David chose 7 of them, sparing Mephibosheth because he himself had a covenant with Jonathon and his descendants. He did choose 5 descendants from Barzillai but this was not the Barzillai that had showed David kindness, but rather Barzillai the Meholathite.
Regardless David handed them over to the Gibeonites who then killed them. And when David finally gave Saul and these that had been killed a proper burial, things were restored.
“After this God answered prayer for the land” (2 Sam 21:14).
It’s important to note too that there are definitive things that can hinder our prayers (Ps 66:18; 1 Pet 3:7). We can’t sin and have the fullness of God too. Sin blocks our relationship with him. If we confess our sin though he is faithful to forgive and cleanse (1 Jn 1:9). But in this case we see clearly how sin was blocking the Israelite’s relationship with the Lord.

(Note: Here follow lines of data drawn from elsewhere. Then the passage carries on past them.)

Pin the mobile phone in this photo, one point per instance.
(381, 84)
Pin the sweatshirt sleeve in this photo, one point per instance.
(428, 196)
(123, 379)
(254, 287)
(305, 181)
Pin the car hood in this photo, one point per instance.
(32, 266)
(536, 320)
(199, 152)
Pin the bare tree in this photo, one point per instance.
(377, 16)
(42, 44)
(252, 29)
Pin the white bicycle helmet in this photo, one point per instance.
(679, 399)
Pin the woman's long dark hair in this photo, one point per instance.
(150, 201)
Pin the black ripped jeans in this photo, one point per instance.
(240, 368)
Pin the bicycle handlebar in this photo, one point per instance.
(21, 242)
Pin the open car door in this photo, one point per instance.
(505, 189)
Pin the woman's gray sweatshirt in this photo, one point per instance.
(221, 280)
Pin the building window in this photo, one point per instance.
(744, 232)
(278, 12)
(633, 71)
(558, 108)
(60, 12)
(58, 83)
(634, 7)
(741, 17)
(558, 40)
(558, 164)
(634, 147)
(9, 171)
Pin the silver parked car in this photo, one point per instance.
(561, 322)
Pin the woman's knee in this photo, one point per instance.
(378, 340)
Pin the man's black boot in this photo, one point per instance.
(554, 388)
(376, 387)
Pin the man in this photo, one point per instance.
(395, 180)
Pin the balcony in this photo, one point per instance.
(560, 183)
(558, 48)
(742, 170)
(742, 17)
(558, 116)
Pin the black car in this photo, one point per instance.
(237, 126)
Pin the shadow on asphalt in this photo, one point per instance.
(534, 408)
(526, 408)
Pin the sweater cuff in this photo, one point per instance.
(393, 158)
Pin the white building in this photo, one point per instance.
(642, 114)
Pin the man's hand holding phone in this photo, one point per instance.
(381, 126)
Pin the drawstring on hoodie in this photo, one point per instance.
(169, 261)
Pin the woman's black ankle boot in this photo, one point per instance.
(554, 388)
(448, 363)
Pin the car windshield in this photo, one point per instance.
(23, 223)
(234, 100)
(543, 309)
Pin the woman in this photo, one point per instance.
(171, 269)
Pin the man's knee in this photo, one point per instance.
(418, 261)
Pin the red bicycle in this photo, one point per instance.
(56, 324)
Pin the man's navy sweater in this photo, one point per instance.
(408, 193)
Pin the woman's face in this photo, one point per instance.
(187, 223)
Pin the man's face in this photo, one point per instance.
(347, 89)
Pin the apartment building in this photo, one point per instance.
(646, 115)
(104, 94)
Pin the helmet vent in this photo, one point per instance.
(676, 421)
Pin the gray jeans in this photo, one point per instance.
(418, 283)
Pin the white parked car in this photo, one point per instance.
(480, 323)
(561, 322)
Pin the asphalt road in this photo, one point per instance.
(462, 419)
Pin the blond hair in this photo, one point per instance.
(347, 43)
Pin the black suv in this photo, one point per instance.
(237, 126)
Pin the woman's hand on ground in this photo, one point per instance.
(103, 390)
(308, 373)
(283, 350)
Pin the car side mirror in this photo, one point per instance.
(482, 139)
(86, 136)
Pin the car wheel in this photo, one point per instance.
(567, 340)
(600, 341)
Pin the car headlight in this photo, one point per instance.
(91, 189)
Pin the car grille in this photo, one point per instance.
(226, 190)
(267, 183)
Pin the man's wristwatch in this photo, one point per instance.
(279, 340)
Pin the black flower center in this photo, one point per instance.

Isn’t this something terrible for David/God to do? To kill Saul’s descendants?
First it wasn’t God or David who decided how to restore the relationship, it was the Gibeonites who called for the death of Saul’s descendants. It was a hard reality but it was what they demanded.
Second, God is a covenant keeping God. A covenant is not a contract but an actual covenant for life. God was not unjust and letting his special get buy with a violation of it. He held them perhaps even more accountable than other nations. Israel violated the covenant and there was a price to be paid.
Third we must recognize that this piece of history belongs to a people as a whole, Israel, who were in covenant with God. God interacted differently with them because of this group personal covenant. They had special privileges and special responsibilities as the covenant people of God. The judgment of famine then was in many ways unique, although God does still at times bring natural disasters to the Gentile nations to wake them up as well.